Pushed to the extremes HDR can create images that take on a surreal, or cartoonish look. It’s something of a controversial technique, with fans and foes who defend their positions with equal degrees of vigour and, at times, ideological irrationality.
The image above is an example of what I consider to be “bad” HDR. While the photo is kind of interesting, on a textual level, it is a fairly ordinary composition; a poorly shot door, processed beyond recognition. The only interesting thing about this image is the post-processing – which is kind of like saying that the only good thing about a song was the echo used on the lead vocals.
This next image demonstrates the way I normally use HDR. I took this on the steps of Monte Alban and wanted to capture both the texture of the stones and the surprisingly steep incline of the temple structure.
What I didn’t do here was use the product of the HDR process as the final image (as some do). Instead, I blended the HDR image with a normal image, a process I started playing with after reading this article, HDR Done Right.
One thing I do is use a layer mask and opacity brush to bring in subtle amounts of HDR into a fairly natural image. In fact, for this one I was a little tongue in cheek with the shapes in the mask layer, as you can see below.
My final image is the clock tower in Zaachila, a beautiful little town in Oaxaca. This contains the typical elements of a HDR photo, especially the texture of the sky, but revealed in a (hopefully) more subtle way.
Some people hate the brooding skies that HDR images create. But, having grown up in Sydney and lived for over five years in Hong Kong, I am accustomed to densely grey, moody skies, pregnant with rain and the promise of thunder and lightening.
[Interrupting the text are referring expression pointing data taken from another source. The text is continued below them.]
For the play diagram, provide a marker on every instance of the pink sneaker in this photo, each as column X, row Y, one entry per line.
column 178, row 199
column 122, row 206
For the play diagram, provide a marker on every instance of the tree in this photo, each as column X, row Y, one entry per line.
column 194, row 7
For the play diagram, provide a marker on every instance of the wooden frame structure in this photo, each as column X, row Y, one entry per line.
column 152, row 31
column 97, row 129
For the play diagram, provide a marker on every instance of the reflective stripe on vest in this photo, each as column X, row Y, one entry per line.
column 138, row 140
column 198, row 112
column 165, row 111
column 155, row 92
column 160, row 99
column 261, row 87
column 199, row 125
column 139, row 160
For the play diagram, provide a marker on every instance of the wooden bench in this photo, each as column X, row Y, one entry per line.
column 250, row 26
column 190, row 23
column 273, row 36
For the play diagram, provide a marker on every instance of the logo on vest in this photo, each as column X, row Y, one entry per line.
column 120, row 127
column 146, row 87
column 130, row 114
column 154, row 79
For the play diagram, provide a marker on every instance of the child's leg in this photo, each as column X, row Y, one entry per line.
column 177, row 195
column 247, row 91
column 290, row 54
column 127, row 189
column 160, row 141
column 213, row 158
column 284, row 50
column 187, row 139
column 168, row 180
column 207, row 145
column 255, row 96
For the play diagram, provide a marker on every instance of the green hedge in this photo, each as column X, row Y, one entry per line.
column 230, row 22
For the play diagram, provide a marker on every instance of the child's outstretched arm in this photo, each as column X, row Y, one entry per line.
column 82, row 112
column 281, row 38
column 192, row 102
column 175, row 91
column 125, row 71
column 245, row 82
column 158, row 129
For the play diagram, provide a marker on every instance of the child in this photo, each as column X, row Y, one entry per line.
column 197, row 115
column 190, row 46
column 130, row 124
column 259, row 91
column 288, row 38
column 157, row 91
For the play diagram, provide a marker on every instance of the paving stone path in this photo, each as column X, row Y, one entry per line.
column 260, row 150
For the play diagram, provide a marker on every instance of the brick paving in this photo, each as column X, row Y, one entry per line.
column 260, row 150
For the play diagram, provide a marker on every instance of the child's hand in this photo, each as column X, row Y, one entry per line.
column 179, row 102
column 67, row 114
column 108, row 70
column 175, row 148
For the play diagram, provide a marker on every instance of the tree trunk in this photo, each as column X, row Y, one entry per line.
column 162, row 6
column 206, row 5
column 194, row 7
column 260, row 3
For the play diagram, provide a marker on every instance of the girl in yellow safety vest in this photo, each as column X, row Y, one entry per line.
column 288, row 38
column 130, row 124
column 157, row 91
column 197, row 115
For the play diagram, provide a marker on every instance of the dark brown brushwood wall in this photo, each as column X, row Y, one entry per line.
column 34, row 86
Equally, some claim that HDR does violence to the way light is normally perceived in a photograph. But, part of what got me into HDR in the first place was trying to capture the emotion of living in places like Hong Kong, were harsh artificial lights clash in ways that are far from natural.
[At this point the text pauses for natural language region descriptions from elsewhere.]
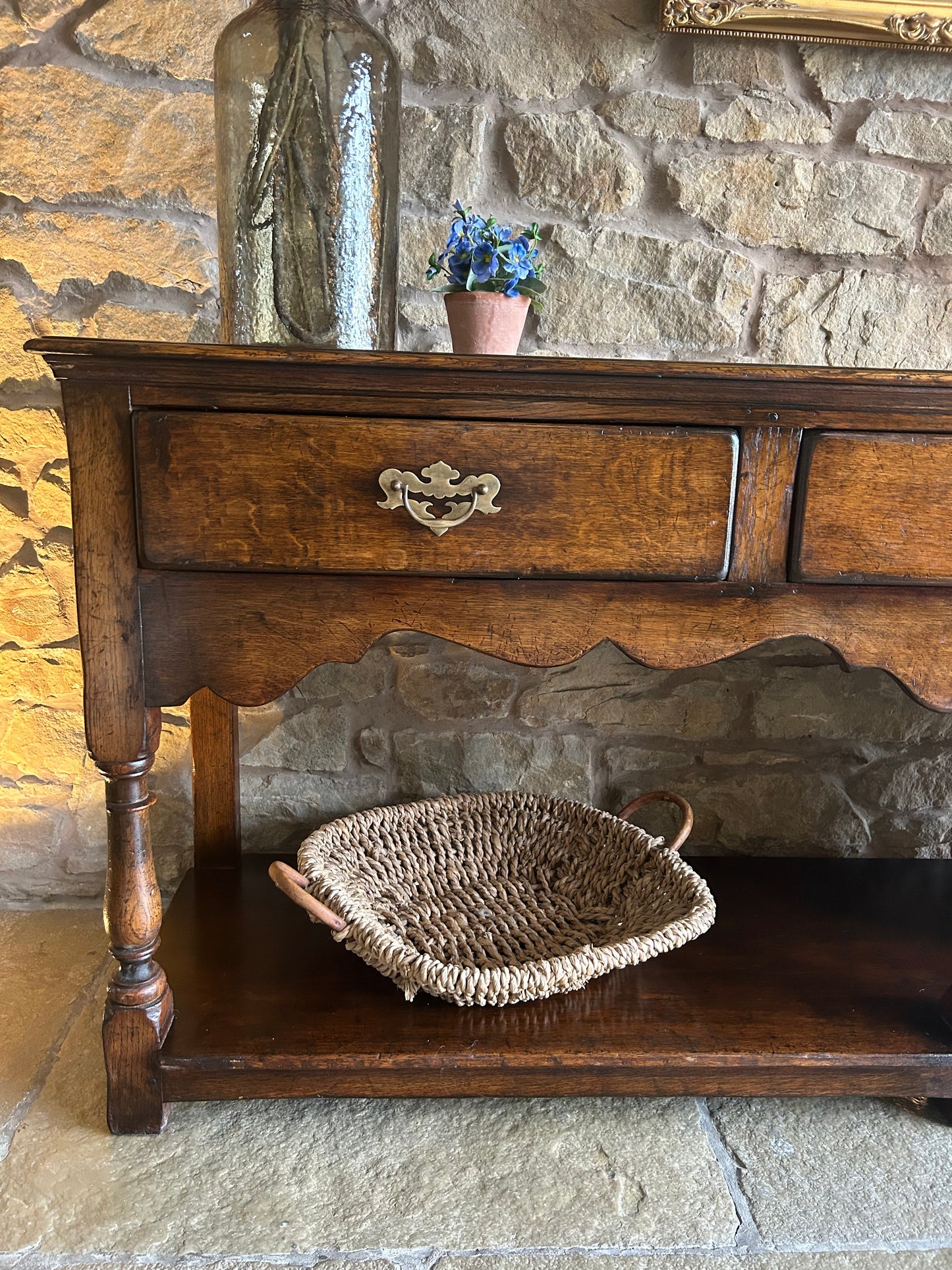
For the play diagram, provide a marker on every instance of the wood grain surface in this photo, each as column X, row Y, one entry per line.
column 819, row 977
column 768, row 467
column 216, row 794
column 266, row 492
column 250, row 638
column 435, row 385
column 878, row 509
column 99, row 441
Biography shapes our perception of reality so heavily that I think we need to be careful when making pronouncements about what is “normal” in an image.
In the end, HDR is just another technical and aesthetic choice; something else a photographer can choose to use or ignore in the creation of their images.
That’s why I never normally mention it when I use HDR. It doesn’t really matter, except to technically minded photographers (who represent a very tiny minority of the people who enjoy seeing photos). The truth is I don’t use HDR often – and you may well be surprised by which images have HDR and which don’t.
And, hopefully, if I’ve done my job well, you are too busy experiencing the photograph to care how it was processed in the first place.